憎々しげな顔をして、笹川がオレを睨み付けた。
◇ ◇ ◆ ◇
真紗を後ろからそっと抱きしめ、笹川の方を向いた。
こうした方が臨場感が出るかと思ってやってみたのだが、腕の中の真紗は温かく、なんだか心地が良い。

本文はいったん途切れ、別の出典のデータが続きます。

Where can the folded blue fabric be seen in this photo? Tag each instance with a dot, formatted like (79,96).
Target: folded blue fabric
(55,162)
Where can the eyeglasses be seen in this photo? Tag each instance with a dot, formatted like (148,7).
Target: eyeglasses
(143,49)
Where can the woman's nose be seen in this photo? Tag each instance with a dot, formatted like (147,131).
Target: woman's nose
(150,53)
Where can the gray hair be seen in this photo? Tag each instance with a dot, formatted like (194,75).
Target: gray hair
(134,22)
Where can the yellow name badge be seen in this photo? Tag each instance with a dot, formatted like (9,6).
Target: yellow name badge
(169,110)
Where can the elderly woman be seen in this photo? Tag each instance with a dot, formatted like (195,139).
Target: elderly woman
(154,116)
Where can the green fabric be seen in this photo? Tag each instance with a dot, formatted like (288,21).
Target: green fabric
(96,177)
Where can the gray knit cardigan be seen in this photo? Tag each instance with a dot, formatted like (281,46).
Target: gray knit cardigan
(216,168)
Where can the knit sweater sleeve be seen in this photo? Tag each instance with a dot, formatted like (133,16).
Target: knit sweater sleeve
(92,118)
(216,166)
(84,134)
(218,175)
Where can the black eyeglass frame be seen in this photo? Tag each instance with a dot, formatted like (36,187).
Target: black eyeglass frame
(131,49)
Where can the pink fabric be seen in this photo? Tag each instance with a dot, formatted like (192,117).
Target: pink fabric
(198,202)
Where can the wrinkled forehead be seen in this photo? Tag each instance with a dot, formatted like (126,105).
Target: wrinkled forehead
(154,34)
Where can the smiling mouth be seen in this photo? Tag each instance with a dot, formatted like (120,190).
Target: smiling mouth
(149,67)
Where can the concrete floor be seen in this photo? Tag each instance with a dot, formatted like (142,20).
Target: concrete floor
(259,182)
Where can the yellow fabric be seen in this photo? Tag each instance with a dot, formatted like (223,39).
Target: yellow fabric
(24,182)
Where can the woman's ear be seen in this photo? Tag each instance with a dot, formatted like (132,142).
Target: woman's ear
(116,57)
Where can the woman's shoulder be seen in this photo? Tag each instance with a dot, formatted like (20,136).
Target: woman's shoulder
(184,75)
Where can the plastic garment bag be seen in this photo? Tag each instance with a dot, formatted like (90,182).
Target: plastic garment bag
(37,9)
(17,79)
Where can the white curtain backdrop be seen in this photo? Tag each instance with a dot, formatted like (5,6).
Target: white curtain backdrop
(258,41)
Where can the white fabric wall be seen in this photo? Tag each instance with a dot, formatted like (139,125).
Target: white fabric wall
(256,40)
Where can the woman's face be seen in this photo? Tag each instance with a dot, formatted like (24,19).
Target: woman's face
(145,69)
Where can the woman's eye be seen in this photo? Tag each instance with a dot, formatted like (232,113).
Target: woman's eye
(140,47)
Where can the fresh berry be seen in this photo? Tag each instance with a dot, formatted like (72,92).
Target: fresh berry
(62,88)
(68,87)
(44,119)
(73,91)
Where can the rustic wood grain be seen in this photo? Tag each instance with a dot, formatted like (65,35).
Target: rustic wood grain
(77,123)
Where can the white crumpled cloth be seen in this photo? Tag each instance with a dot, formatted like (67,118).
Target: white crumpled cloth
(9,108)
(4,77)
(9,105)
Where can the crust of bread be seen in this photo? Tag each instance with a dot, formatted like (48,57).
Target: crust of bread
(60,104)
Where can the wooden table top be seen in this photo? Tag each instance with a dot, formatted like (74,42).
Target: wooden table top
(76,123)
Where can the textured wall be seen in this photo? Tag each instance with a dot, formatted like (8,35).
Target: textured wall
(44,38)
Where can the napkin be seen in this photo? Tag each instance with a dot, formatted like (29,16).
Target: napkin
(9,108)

「オレ、やっと自分の気持ちに気付いたんだ。真紗を笹川には渡せない」
オレの腕の中から、ふわりといい匂いが漂い、鼻先を刺激する。
甘い匂いに当てられたのか、真紗を抱きしめているという事が、なんだか照れくさく感じてしまった。
心臓の音が少し乱れてしまっている。
「倉瀬こそ何やってんだよ! 真紗は俺の彼女だぞ、離れろよ」
笹川の勢いに一瞬怯む。
あれ、笹川って、もしかして真紗に本気?
「真紗を振ってしまった事、とても後悔しているよ。元に戻りたい…もう放したくないんだ」
しかし、このまま怯んで笹川に真紗を奪われたままでいる訳にはいかない。
オレも笹川を睨み付ける。
「俺だって手放したくないよ。倉瀬は真紗が好きって訳じゃないだろ? 他の男に取られそうになるのが嫌なだけで、本気でより戻そうなんて思ってないだろ?」
オレが、真紗の事、好きじゃないだって?
好きじゃない時なんて、一体いつ在ったのだろうか。
「戻れるものなら戻りたいよ! オレは…ずっと真紗が好きだ…」
「今更なんだよ…。倉瀬は、別に真紗じゃなくたって、他に幾らでも寄ってくる子がいるじゃないか」
オレだって戻りたい。あの頃に戻りたい。
いつも一緒に居て笑い合っていた、あの頃に戻りたい。
真紗でなきゃ意味ないんだよ。
「他の子じゃ駄目なんだ。オレは、真紗に傍に居て欲しいんだ。真紗だってそうだろ、本当はオレの事が今でも好きなんだろ?」
そう言って真紗の顔を覗き込み、軽く瞬きをし合図を出した。
真紗! 笹川に言ってくれ。
「真紗が今、選んでくれたのは俺だろ? …なあ」
真紗を抱きしめる腕に力が入る。
ここで真紗がオレを選んでくれたら、この茶番は終わる。
真紗………。
『笹川君ごめんね、やっぱり私、瑞希が好きなの』
嘘でもいいから、このセリフが聞きたい……。
「ごめんなさい、笹川君…」
嘘でもいいから、オレの事好きって言ってよ…。
ドキドキしながら真紗の言葉を待っていたら。
全く予定にない事を真紗は言い出した。
「笹川君の事、そこまで好きでもないのに告白しちゃったの私…。でも、頑張って好きになってみるから!」
ええ―――!!
な、何言いだすんだよ真紗………。
打ち合わせと違うじゃないか。
どうやら笹川に絆され、変な方向へと覚悟を決めてしまったようだ。
あーあ………。
思わず脱力し、腕の力が抜けた。
「いいよもう」
笹川がぽつりと呟く。
「なんとなく、わかってたよ。真紗は、倉瀬を忘れようとして俺と付き合おうと思ったんだろ」
何処かで見たような筋書だ。
てかこれ、オレが頭の中で思い描いていたストーリーじゃん。
「俺と居ても、あの頃のような笑顔は見せてくれなかったし、俺が触れたらいつも固くなっていたし」
笹川が悲しそうな顔をしている。
真紗が自分に気が無い事を、笹川なりに感じ取っていたようだ。
「大丈夫だよ、これからずっと一緒にいれば、きっと段々ーー」
そう言った真紗に再び笹川の顔が近づき、真紗の体が固くなった。
止めようとした瞬間、笹川の顔が再び離れて行った。
「ずっと一緒にいても、変わらないよ」
寂しそうにそう言うと、笹川は立ち上がった。
「俺、帰るわ。堀浦、あの二人に宜しく言っといて」
そう言って去って行く笹川は、どうやらすっかり真紗を諦めたようだった。
◇ ◇ ◆ ◇
「私、酷い事しちゃったなあ」
「そうだね」
「慰めてくれないの?」
「予定に無いこと言われて、焦らされたからね、この位は」
笹川と付き合い続けようとした真紗に、今はちょっと、優しい言葉を掛ける気にはなれない。
「ごめんね、巻き込んで」
「いいよ、危ないとこだったし」
「ところでこの腕もう離していいよ」
素っ気ない言い方にムッとして、この言葉に抵抗する様に、真紗を抱きしめる腕に力を込める。
もう少しだけ、こうして居たくなった。
今日一日頑張ったんだし、ご褒美代わりに少し位こうして居ても、罰は当たらない筈だ。
結局、聞きたかった台詞は聞けずに終わってしまった訳だし。
ぎゅっと位させて貰おう。
「もうちょっとだけこうしてるよ、慰め代わりに」
「慰めてくれる気あったんだ」
ここ数日、傷つけられたオレの心を慰める為にね!
オレの適当な言い訳に納得したのか、腕の中の真紗は大人しくなった。
暫く真紗の体温を楽しんでいると、保田と橋野さんがやってきた。
慌てて真紗がオレの腕を跳ね除け、橋野さんの元へ向かう。
「亜矢ちゃん、ごめんね私ーー」
「やっぱり、倉瀬君は真紗ちゃんが好きだったのね…」
笹野と同じような事を言い出した。
まあ好きだけど。でもそういう好きではないんだけど。
筋書通りの様なので、黙ったままでいる。
「分かってる、分かってるわ…」
「私、笹川君が好きなんて言っちゃったけど、本当は違うの。本当はーー」
「真紗ちゃんは、倉瀬君が好きだったのね!」
真紗が慌てふためいている。
本当の事を橋野さんに告げようとしているのだが、上手く伝わっていないようだ。
「私、嘘ついちゃったの。好きな人は笹川君じゃなかったんだ」
「本当は倉瀬君なのに、今まで気づけなかったのね。真紗ちゃんて結構鈍いんだ」
そう言って橋野さんはクスリと笑い出した。
「もう、そういう事でいーんじゃない?」
真紗の空回りっぷりに笑わずにはいられない。
当初の予定通りの流れに、どうやら落ち着いたようだ。
「はあ、もう、そういう事でいーよ…」
真紗も観念した様子だ。
「瑞希との事は内緒にしたいから、他の人には何も言わないでね!」
釘を差す事だけは忘れていなかったようだ。
こうして、隠れて付き合っている風を装い、今まで通り過ごすつもりでいるのだ。
そうして、オレと真紗は、再び元のすれ違いの関係に戻るのだった。
お遊びのオマケ編。
この期に及んでまだ自覚しきってはいません。
そういうのではない、と彼は信じています。